In the UK and Hungary, however, infection levels dropped after initial school closures, remained low during the holidays and began rising after reopening. Grob-Zakhary told Reuters news agency: "The key now is to learn from those countries that are reopening effectively against a backdrop of rising infections." The report said 44 countries have kept schools closed.
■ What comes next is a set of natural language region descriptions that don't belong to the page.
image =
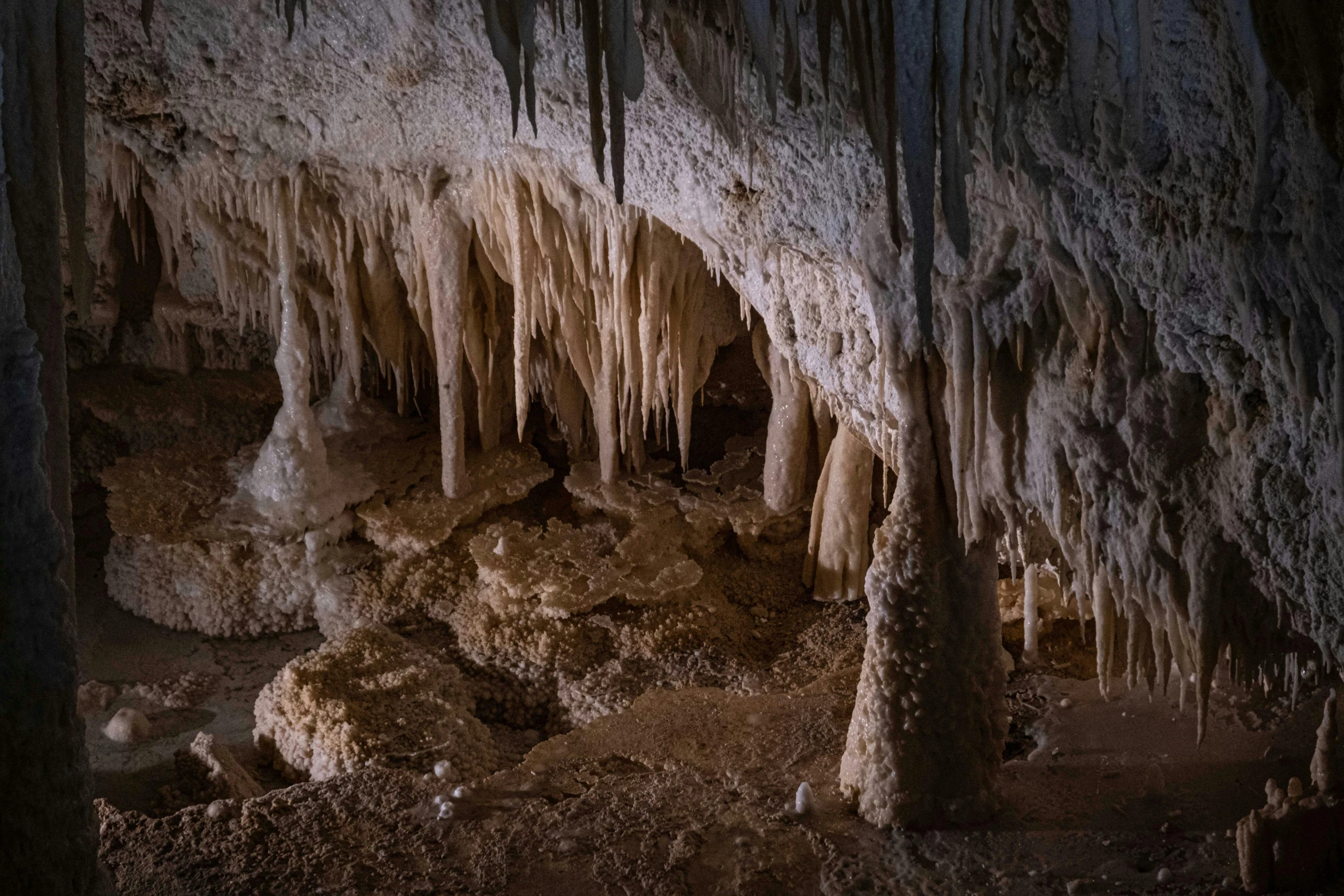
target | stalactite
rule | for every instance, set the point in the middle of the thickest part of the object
(952, 23)
(927, 734)
(786, 439)
(1030, 618)
(446, 244)
(1104, 613)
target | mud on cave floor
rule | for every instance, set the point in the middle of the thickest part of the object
(689, 790)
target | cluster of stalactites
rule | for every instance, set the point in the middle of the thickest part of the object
(609, 305)
(615, 317)
(1179, 598)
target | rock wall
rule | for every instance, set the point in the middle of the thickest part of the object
(1144, 367)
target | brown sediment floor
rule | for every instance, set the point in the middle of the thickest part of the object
(742, 690)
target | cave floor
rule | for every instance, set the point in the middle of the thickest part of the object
(690, 790)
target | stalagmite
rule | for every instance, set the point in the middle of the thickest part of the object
(838, 541)
(289, 485)
(786, 440)
(1030, 620)
(927, 735)
(1327, 758)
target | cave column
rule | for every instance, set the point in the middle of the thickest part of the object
(448, 245)
(47, 835)
(927, 735)
(838, 541)
(786, 436)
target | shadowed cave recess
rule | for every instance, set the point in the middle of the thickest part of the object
(683, 447)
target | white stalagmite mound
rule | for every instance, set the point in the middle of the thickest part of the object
(371, 698)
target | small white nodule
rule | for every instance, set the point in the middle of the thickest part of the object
(127, 727)
(803, 800)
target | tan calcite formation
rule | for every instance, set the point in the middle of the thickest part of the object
(214, 770)
(189, 555)
(425, 516)
(370, 698)
(786, 443)
(171, 562)
(1140, 347)
(571, 570)
(1296, 843)
(838, 541)
(927, 736)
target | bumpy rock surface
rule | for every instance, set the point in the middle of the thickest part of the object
(370, 698)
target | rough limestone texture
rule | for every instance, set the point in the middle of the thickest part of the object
(1143, 347)
(369, 698)
(209, 770)
(182, 555)
(425, 517)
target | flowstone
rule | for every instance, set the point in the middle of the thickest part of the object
(186, 555)
(370, 698)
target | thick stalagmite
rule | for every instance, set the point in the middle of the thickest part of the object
(291, 485)
(838, 541)
(786, 439)
(928, 728)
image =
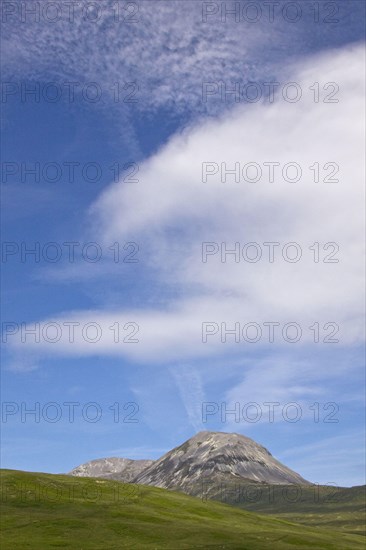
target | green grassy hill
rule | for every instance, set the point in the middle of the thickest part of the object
(338, 508)
(43, 511)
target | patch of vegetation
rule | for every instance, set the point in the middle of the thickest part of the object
(43, 511)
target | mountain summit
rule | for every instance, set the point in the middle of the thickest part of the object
(216, 457)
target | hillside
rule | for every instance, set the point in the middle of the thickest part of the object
(44, 511)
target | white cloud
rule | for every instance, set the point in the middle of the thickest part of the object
(171, 212)
(190, 387)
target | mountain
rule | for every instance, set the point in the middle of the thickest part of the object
(201, 465)
(121, 469)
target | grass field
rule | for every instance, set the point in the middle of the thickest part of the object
(43, 511)
(317, 506)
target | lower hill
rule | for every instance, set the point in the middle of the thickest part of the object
(331, 507)
(44, 511)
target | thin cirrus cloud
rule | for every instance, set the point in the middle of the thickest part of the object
(169, 50)
(172, 212)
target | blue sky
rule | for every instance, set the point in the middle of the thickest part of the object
(160, 211)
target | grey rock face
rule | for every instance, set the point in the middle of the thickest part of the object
(217, 457)
(121, 469)
(200, 466)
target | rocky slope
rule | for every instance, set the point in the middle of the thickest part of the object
(209, 465)
(209, 459)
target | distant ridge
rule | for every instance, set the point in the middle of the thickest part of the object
(207, 457)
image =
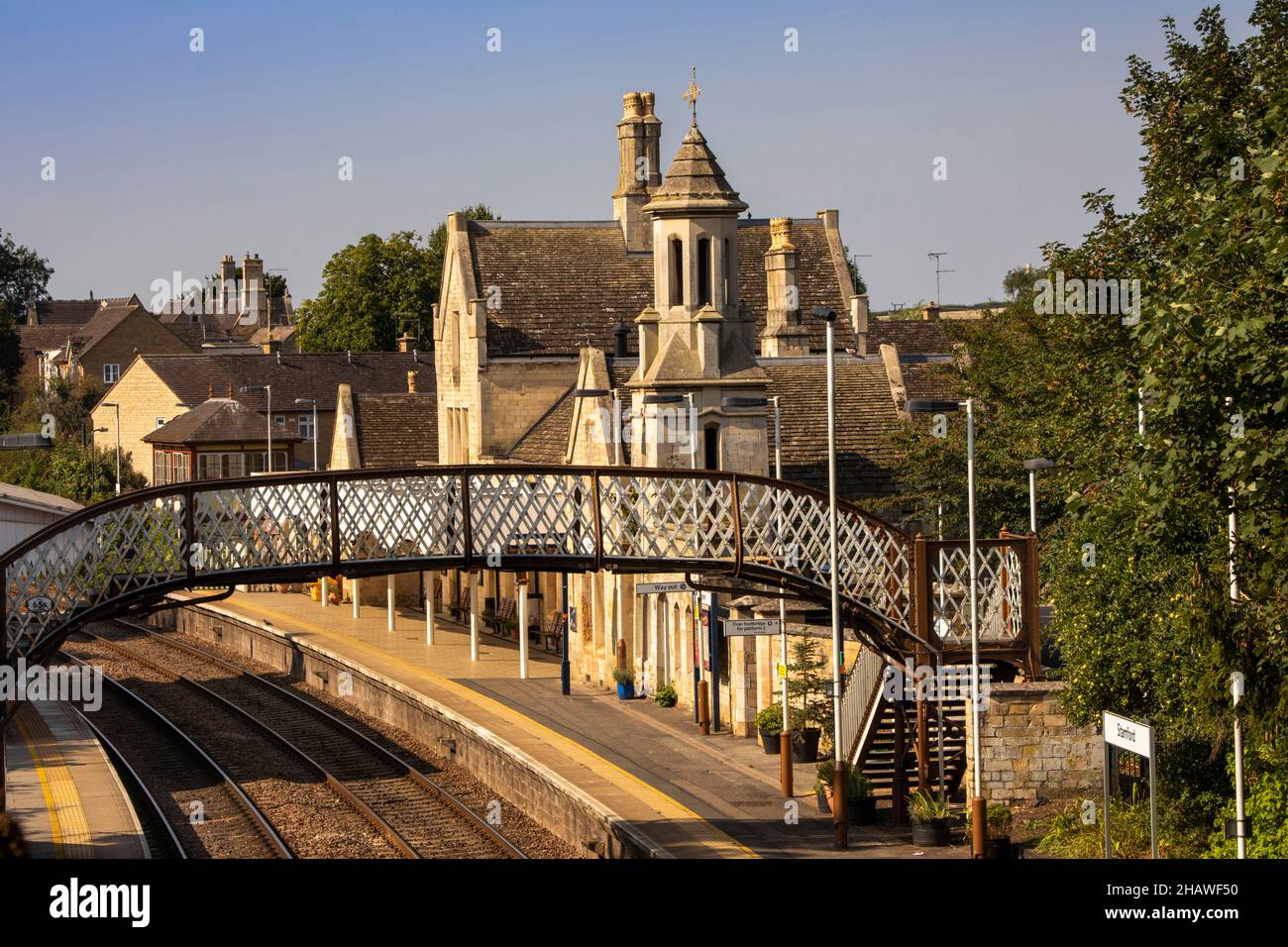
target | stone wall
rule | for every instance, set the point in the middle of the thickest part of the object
(1029, 751)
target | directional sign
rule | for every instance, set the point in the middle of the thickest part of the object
(751, 626)
(661, 587)
(1128, 735)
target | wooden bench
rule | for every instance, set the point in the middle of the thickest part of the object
(552, 635)
(503, 613)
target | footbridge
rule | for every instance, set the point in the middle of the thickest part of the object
(900, 594)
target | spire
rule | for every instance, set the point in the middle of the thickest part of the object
(696, 183)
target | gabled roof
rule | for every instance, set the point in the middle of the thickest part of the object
(397, 429)
(218, 420)
(294, 375)
(565, 285)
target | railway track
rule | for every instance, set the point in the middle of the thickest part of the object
(419, 818)
(192, 808)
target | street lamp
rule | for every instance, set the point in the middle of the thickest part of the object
(267, 389)
(931, 406)
(114, 405)
(838, 781)
(1033, 466)
(314, 403)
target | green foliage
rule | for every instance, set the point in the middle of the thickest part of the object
(925, 808)
(1266, 805)
(666, 696)
(771, 718)
(1147, 629)
(806, 688)
(376, 289)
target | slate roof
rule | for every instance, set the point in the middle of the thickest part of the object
(566, 283)
(397, 429)
(919, 337)
(546, 441)
(218, 420)
(294, 375)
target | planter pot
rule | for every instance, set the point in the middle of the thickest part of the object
(930, 834)
(805, 745)
(861, 812)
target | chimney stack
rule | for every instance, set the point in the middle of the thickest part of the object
(254, 294)
(785, 334)
(638, 175)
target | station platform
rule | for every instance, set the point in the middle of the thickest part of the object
(63, 791)
(692, 795)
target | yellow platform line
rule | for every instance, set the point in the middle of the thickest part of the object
(691, 822)
(67, 821)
Extra 2.5m girls at risk of child marriage

An estimated 500,000 more girls risk being forced into child marriage and as many as one million more are expected to become pregnant in 2020 as a result of the economic impacts of the pandemic, new analysis from Save the Children reveals.

The increase - which would reverse 25 years of progress - comes on top of previous estimates of 12 million girls being forced into marriage this year. 

“The pandemic means more families are being pushed into poverty, forcing many girls to work to support their families, to go without food, to become the main caregivers for sick family members and to drop out of school - with far less of a chance than boys of ever returning,” said Inger Ashing, CEO of Save the Children International.

South Asia is expected to be hardest hit, with nearly 200,000 more girls at risk of child marriage in 2020.

Award for champion of exploited children

UNHCR’s Nansen Refugee Award Laureate 2020, Mayerlin Vergara Perez

Photo credit: UNHCR / Nicolo Filippo Rosso

The 2020 Nansen Refugee Award has been won by a Colombian educator who has spent more than 20 years rescuing sexually exploited and trafficked children, many of them refugees.

Mayerlín (Maye) Vergara Pérez, 45, has dedicated her life to defending children. Her foundation has assisted over 22,000 child and adolescent survivors of commercial sexual exploitation, and survivors of other types of sexual and gender-based violence.

“Sexual exploitation has a huge impact on children, emotionally, psychologically, physically and socially,” said Maye. “We see girls who don’t feel that their bodies belong to them.”

The humanitarian prize is given annually by UNHCR, the UN refugee agency, and honours those who have gone to extraordinary lengths to support forcibly displaced and stateless people.

Coal miner's daughter is Afghan exams ace

The daughter of an Afghan coal miner, who came first out of more than 170,000 students in university entrance exams, has set her sights on becoming the country's first female president.

Two years ago, Shamsia Alizada narrowly escaped an Islamic State militant attack in Kabul that killed dozens, including fellow students at an exam preparation class she was supposed to attend.

She hopes to become a brain surgeon but is also considering a diplomatic career. Shamsia said: "One day, I'd even like to be the first female president."

She said her supportive parents who treated her as equal to her two brothers - something she said was rare in Afghanistan, where girls "often lag behind". About 2.2 million girls are still out of school and less than 30% of women in Afghanistan are literate.

School dropout fears after Beirut blast

Child protection teams provide support to help children deal with the trauma and distress they were exposed to during the explosion

Photo credit: IRC

With 163 schools damaged by the Beirut explosion in August, at least one in four children in the city are now at risk of missing out on their education, the International Rescue Committee (IRC) has warned.

More than 85,000 students were registered at the schools damaged by the blast and it will take up to a year for the most severely damaged buildings to be repaired.

"Children need stability in their lives and school is usually the one place where they can get it. However, with so many unable to reopen as a result of the explosions, for many children, returning to school will not be an option," said Mohammad Nasser, Acting Country Director for IRC in Lebanon. 

He said there are major concerns for children, particularly girls and those with disabilities, who will have to take public transport to other schools and attend evening-shift lessons.